Por Juan J. Llach para LA NACION (*)
La sensación reinante de un fácil triunfo electoral del oficialismo se asienta en gran medida en el rutilante aumento del consumo. Cualquier otro dato de la economía empalidece ante esta fiesta iniciada a la salida de la crisis de 2008-09, coincidente luego con el Bicentenario y que, sin dudarlo, ha permitido el equipamiento y la mejora de las condiciones de vida de millones de hogares en la Argentina.
No es la primera vez que vivimos situaciones de este tipo. Hay antecedentes peronistas, como 1946-52 y 1973-76; otros no peronistas, como la "plata dulce", y peronistas vergonzantes, como la convertibilidad.

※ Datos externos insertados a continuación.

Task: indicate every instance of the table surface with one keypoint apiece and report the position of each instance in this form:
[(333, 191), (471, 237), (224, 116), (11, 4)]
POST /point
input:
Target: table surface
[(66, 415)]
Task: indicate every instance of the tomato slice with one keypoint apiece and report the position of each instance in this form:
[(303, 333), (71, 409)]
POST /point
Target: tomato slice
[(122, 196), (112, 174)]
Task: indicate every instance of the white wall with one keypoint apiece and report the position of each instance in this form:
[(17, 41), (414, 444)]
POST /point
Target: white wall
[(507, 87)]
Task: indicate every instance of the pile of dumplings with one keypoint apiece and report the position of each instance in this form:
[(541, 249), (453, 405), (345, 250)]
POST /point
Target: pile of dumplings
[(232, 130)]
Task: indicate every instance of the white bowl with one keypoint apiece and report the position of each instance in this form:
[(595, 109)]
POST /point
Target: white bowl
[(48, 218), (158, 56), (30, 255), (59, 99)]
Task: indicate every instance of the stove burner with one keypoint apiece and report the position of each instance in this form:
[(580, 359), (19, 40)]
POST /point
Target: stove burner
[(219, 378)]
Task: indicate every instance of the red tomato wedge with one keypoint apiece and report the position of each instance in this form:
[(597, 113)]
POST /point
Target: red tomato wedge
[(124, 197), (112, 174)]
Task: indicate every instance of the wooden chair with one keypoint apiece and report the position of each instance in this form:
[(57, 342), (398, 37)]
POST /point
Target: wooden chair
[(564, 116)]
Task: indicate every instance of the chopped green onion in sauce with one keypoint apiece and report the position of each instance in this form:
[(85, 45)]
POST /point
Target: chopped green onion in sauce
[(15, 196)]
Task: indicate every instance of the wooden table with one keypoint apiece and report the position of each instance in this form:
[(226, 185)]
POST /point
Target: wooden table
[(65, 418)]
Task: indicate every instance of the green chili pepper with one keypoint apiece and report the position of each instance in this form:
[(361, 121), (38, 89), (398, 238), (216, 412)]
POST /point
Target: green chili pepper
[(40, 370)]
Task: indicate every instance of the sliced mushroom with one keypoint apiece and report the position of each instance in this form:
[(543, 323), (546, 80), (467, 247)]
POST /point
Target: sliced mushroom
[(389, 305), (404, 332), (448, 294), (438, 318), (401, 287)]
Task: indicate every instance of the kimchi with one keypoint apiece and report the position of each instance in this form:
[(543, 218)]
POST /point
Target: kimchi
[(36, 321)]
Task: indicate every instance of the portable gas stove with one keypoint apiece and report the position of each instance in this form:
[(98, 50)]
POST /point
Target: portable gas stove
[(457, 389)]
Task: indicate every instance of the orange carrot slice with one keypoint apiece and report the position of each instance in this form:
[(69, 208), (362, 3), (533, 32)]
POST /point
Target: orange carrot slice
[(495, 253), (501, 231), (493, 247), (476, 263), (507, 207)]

Aunque muy distintas en tantos otros aspectos, todas estas experiencias llevaron el consumo a niveles insostenibles y terminaron mal. Que esto último ocurriera nuevamente en el futuro próximo sería doblemente lamentable, porque se daría por primera vez con la situación mundial tan favorable e interrumpiría el ciclo de casi diez años sin crisis serias que se ha dado ahora por primera vez en décadas.
¿Cuáles son los problemas de aumentar el consumo, si en última instancia es el objetivo final de la actividad económica? El primero es el riesgo de un final abrupto. El segundo es que coloca injustamente sobre las espaldas de las próximas generaciones, incluyendo las de los jóvenes de hoy, costosos gravámenes.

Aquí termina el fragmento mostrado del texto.